The mystery has festered for months, but Internet-rights groups are still rallying around 1dmx.org because its apparent censorship sets a dangerous precedent in a country that was once ruled by the Institutional Revolutionary Party, known as PRI, for 70 years straight. The PRI returned to power with Peña Nieto’s 2012 election after 12 years in the opposition, calling itself a “new PRI.” Opponents and critics on the left say the PRI is the same as always under Peña Nieto, autocratic and repressive.
On April 9, a coalition of organizations including Access, the Electronic Frontier Foundation and the Mexican group R3d , sent a joint letter to U.S. President Barack Obama and other government representatives denouncing the suspension of 1dmx.org in Mexico.
“Facilitating the censorship of a website based on its political content is inconsistent with the First Amendment to the U.S. Constitution, with U.S. human rights obligations, and with the government’s stated commitments to uphold the rule of law and ‘Internet Freedom’ as foreign policy priorities,” the letter read.
The Department of Homeland Security was unavailable for comment on Monday due to the Memorial Day federal holiday.
“DHS facilitated the censorship,” Garcia told VICE News. “[It] is very revealing of the status of human rights in Mexico right now, and how there is a clear policy to curtail freedom of expression on the Internet and also on the streets. This was a website that documented human rights abuses during protests and it was precisely this website that was censored.”
After digital-rights activists started making noise in the press about the site’s shutdown, GoDaddy reinstated it in March. By that time, 1dmx.org had already relocated to a different server and URL host, http://op1d.mx/.
Peña Nieto’s administration has touted itself as a champion of Internet freedom with its campaign #MexicoDigital and a new national strategy with a goal to “achieve access and use of information technology and communication to maximize economic, social and political impact to benefit the quality of life of the Mexican people.” President Peña Nieto has also proposed a telecommunications reform bill guided by vague principles of morality and good customs that has come under sharp criticism for legalizing censorship of the Internet.
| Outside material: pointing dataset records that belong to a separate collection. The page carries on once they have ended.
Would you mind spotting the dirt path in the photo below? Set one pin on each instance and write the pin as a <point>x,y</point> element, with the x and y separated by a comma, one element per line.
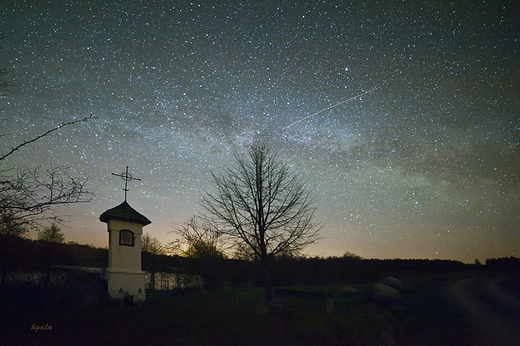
<point>495,312</point>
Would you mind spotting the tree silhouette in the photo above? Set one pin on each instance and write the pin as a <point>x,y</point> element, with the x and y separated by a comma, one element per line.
<point>262,207</point>
<point>27,194</point>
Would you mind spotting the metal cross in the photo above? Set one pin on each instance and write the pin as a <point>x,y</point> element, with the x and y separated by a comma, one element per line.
<point>126,177</point>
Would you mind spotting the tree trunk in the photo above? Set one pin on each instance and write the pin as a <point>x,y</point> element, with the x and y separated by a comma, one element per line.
<point>268,281</point>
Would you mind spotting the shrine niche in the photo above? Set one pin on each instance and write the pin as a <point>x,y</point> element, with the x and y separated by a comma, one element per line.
<point>125,228</point>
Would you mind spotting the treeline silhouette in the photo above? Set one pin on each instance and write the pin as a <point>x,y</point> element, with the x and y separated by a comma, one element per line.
<point>25,255</point>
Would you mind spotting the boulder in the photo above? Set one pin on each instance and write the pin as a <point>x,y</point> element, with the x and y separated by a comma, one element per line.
<point>392,282</point>
<point>382,293</point>
<point>347,290</point>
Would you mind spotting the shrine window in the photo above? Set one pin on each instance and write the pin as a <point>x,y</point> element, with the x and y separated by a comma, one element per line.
<point>126,237</point>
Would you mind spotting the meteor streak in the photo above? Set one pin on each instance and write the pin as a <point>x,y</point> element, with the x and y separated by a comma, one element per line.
<point>326,109</point>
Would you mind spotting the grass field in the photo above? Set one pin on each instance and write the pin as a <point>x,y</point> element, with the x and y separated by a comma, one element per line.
<point>242,317</point>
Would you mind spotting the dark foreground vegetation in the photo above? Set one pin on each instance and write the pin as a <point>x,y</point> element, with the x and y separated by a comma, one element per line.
<point>78,311</point>
<point>242,317</point>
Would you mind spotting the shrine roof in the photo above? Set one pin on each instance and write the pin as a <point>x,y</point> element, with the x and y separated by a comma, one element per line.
<point>124,212</point>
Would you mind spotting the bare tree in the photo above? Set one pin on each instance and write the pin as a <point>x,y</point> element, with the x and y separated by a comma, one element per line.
<point>52,234</point>
<point>199,239</point>
<point>152,245</point>
<point>27,195</point>
<point>262,207</point>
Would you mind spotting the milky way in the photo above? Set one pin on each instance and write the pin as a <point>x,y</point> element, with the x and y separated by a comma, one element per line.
<point>426,166</point>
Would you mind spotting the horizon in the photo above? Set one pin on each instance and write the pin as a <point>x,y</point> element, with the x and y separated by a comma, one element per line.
<point>425,164</point>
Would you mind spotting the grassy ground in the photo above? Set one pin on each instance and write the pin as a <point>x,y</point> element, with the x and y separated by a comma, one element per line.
<point>242,317</point>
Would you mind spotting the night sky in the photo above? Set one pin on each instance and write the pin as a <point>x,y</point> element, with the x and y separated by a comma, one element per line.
<point>425,166</point>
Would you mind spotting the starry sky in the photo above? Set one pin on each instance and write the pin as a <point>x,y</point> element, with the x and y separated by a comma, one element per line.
<point>425,166</point>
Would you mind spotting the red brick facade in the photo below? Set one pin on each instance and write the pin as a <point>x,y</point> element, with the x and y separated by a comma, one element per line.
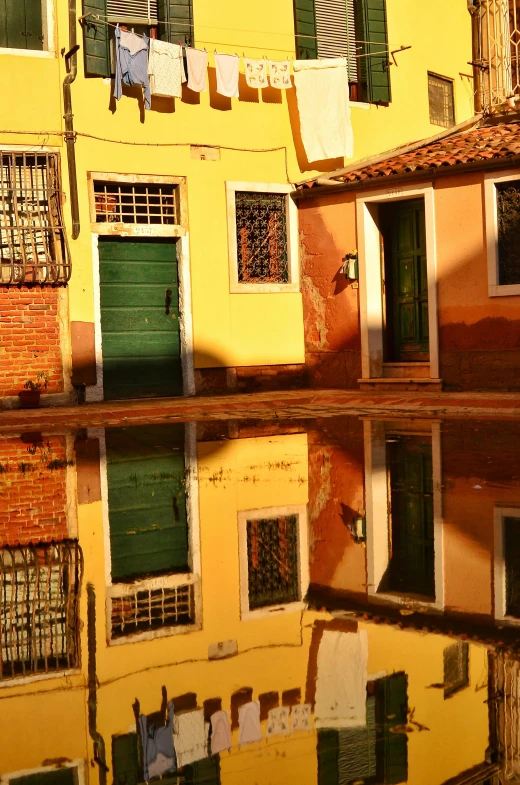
<point>33,496</point>
<point>29,338</point>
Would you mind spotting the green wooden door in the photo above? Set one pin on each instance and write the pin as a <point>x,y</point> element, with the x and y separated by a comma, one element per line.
<point>411,567</point>
<point>146,501</point>
<point>139,318</point>
<point>407,283</point>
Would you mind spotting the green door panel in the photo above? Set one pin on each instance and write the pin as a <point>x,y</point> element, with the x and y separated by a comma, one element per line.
<point>147,501</point>
<point>139,318</point>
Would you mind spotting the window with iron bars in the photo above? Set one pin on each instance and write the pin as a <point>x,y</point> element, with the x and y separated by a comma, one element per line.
<point>261,226</point>
<point>33,244</point>
<point>272,561</point>
<point>39,608</point>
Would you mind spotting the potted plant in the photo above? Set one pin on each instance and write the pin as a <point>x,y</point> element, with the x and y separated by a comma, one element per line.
<point>30,395</point>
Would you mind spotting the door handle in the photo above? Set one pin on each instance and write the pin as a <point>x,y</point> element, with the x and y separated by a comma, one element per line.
<point>167,301</point>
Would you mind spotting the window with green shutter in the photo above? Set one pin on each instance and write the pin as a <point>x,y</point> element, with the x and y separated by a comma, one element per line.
<point>354,29</point>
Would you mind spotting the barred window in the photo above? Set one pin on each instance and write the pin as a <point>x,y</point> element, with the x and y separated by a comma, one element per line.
<point>33,245</point>
<point>40,587</point>
<point>508,205</point>
<point>440,96</point>
<point>261,226</point>
<point>272,561</point>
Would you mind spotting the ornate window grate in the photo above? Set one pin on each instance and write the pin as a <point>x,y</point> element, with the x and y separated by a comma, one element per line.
<point>272,561</point>
<point>33,245</point>
<point>440,96</point>
<point>508,206</point>
<point>261,226</point>
<point>39,608</point>
<point>135,203</point>
<point>145,610</point>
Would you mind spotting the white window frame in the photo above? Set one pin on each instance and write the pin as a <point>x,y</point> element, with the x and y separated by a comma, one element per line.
<point>500,563</point>
<point>300,511</point>
<point>490,200</point>
<point>293,284</point>
<point>48,31</point>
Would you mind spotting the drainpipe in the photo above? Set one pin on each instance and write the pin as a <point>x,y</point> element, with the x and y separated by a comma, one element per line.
<point>71,64</point>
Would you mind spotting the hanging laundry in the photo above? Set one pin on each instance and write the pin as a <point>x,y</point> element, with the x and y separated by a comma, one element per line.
<point>166,69</point>
<point>322,93</point>
<point>256,73</point>
<point>157,745</point>
<point>227,74</point>
<point>131,64</point>
<point>280,74</point>
<point>301,717</point>
<point>249,723</point>
<point>190,737</point>
<point>220,732</point>
<point>197,61</point>
<point>278,721</point>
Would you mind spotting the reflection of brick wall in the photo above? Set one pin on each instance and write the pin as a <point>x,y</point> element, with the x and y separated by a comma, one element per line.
<point>33,495</point>
<point>29,337</point>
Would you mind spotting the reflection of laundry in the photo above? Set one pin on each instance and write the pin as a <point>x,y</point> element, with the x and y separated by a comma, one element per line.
<point>341,683</point>
<point>256,73</point>
<point>278,721</point>
<point>227,74</point>
<point>280,74</point>
<point>322,94</point>
<point>157,744</point>
<point>249,723</point>
<point>220,732</point>
<point>189,737</point>
<point>301,717</point>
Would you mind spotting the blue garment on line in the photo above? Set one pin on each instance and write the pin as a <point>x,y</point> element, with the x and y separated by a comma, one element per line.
<point>132,69</point>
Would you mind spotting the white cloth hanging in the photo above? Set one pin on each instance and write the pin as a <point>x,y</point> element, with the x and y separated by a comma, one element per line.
<point>227,74</point>
<point>322,93</point>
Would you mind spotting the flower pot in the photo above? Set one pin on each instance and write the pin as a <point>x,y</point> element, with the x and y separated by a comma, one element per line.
<point>29,399</point>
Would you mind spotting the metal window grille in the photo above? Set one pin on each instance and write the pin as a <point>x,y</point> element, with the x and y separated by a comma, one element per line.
<point>39,610</point>
<point>272,561</point>
<point>456,668</point>
<point>261,226</point>
<point>149,609</point>
<point>508,207</point>
<point>135,203</point>
<point>440,96</point>
<point>33,245</point>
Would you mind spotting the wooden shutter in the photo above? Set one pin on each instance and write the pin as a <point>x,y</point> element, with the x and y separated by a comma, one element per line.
<point>374,61</point>
<point>176,21</point>
<point>96,39</point>
<point>305,26</point>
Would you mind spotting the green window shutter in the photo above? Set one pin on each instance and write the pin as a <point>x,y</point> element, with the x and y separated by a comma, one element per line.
<point>176,21</point>
<point>305,26</point>
<point>374,63</point>
<point>96,43</point>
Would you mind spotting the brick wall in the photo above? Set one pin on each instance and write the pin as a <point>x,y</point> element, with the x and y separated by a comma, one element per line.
<point>29,337</point>
<point>33,496</point>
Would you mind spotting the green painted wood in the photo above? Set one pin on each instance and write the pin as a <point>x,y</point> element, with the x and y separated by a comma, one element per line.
<point>146,501</point>
<point>305,28</point>
<point>140,341</point>
<point>96,45</point>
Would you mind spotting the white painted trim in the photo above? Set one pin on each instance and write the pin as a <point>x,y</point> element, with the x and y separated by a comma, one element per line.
<point>292,239</point>
<point>490,201</point>
<point>500,564</point>
<point>300,510</point>
<point>377,504</point>
<point>370,280</point>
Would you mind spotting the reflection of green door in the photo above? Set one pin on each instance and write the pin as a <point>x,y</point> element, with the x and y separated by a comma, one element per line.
<point>411,567</point>
<point>146,501</point>
<point>139,318</point>
<point>407,284</point>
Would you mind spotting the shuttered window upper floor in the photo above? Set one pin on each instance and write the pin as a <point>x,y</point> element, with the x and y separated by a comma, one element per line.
<point>354,29</point>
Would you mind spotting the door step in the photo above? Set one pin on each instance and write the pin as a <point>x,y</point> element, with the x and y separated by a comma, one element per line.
<point>383,384</point>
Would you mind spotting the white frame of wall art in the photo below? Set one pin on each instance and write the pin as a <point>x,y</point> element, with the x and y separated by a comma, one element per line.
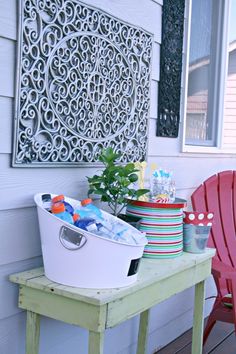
<point>83,84</point>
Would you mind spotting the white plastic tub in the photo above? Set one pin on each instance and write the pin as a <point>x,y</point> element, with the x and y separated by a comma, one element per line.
<point>79,258</point>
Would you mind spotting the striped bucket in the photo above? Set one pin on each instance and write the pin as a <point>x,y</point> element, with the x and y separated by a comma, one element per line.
<point>163,225</point>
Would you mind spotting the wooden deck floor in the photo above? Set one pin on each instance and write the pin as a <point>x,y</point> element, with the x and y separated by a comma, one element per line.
<point>222,340</point>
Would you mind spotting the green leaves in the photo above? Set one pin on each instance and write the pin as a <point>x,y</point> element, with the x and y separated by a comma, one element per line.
<point>115,182</point>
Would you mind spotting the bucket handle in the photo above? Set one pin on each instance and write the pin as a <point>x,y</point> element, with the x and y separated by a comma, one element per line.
<point>69,236</point>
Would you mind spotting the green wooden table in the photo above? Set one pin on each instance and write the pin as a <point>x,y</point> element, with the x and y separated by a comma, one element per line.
<point>98,309</point>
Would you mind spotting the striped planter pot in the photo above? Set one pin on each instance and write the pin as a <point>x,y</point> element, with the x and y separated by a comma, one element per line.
<point>163,225</point>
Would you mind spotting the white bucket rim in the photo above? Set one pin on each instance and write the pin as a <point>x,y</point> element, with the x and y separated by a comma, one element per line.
<point>143,241</point>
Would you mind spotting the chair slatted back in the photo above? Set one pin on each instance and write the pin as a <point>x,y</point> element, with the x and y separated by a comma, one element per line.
<point>218,195</point>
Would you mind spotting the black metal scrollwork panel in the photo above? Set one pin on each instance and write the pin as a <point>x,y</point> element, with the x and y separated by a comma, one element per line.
<point>83,85</point>
<point>170,68</point>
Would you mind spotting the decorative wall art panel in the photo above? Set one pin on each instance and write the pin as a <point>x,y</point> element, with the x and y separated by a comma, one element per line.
<point>83,85</point>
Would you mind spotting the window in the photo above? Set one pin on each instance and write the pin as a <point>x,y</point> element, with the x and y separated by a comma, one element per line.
<point>210,105</point>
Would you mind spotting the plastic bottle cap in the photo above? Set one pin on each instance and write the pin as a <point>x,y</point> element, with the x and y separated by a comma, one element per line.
<point>58,208</point>
<point>76,217</point>
<point>58,198</point>
<point>86,201</point>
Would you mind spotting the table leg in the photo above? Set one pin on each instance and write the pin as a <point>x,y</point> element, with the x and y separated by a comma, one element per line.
<point>96,340</point>
<point>143,332</point>
<point>198,319</point>
<point>32,332</point>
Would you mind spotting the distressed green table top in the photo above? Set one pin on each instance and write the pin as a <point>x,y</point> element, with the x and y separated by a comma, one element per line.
<point>99,309</point>
<point>151,271</point>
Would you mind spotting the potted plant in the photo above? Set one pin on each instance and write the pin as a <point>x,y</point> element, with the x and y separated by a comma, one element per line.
<point>115,184</point>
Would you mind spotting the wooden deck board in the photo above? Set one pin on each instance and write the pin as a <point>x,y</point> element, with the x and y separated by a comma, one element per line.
<point>182,345</point>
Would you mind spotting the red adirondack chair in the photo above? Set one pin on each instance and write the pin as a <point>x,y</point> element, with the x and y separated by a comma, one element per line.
<point>218,195</point>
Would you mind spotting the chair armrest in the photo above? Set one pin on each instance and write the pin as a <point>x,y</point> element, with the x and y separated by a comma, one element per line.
<point>222,270</point>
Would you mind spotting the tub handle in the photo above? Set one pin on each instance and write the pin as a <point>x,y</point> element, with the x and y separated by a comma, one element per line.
<point>70,239</point>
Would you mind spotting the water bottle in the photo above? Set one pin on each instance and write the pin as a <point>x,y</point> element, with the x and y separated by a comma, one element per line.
<point>88,209</point>
<point>61,199</point>
<point>47,202</point>
<point>59,210</point>
<point>87,224</point>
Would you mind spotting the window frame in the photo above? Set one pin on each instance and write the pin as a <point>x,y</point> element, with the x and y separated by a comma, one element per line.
<point>219,91</point>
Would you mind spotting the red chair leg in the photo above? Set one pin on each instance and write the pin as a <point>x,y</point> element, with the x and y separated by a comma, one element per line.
<point>210,324</point>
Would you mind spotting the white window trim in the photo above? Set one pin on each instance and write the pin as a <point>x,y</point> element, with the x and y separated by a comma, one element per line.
<point>223,62</point>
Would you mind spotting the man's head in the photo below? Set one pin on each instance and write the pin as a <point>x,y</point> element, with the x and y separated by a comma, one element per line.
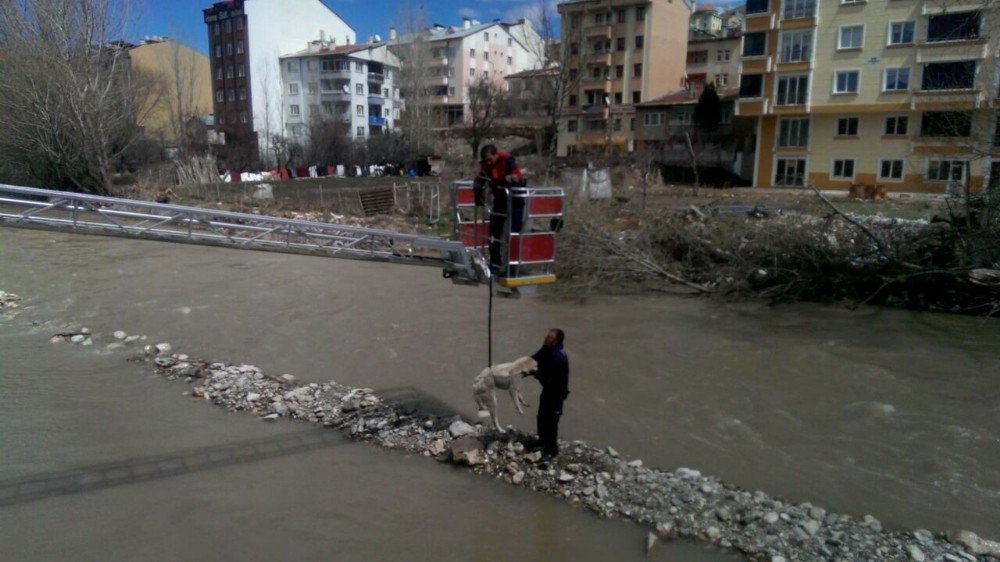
<point>554,337</point>
<point>488,153</point>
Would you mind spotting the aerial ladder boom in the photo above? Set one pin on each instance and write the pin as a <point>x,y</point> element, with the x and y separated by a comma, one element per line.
<point>92,214</point>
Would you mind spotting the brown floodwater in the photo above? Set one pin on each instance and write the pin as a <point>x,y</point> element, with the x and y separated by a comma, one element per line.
<point>881,412</point>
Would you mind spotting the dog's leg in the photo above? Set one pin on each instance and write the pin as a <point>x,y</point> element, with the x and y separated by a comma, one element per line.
<point>493,412</point>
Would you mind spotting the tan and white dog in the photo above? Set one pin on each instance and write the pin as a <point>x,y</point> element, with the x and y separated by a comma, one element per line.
<point>506,376</point>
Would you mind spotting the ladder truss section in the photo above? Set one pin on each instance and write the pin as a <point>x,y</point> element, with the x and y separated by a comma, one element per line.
<point>92,214</point>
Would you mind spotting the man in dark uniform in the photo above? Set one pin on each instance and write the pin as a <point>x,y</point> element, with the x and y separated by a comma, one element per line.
<point>498,170</point>
<point>553,374</point>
“The PRI is not used to this because when they ruled Mexico for 70 years the Internet wasn’t what it is now,” Garcia said. “They are seeing that they need to control and neutralize the streets and Internet to be able to pass reforms linked to their economic projects.”
The Mexican government has recently been criticized for two new proposed laws, which would allow police to use live ammunition against protestors in certain states of the country, fueling the activists’ claim that Mexico is gradually clamping down on dissent.
While the lawsuit planned by the 1dmx.org coalition may be dealt a major setback today the digital-rights activists say they will not drop the case, but continue to seek accountability for the censorship.
“When you shut down communication online, more people take to the streets,” said Peter Micek, a lawyer with Access who has supported activists across the globe fighting for digital freedom, in an interview. “You’re not going to solve any problems by taking away peoples’ voices.”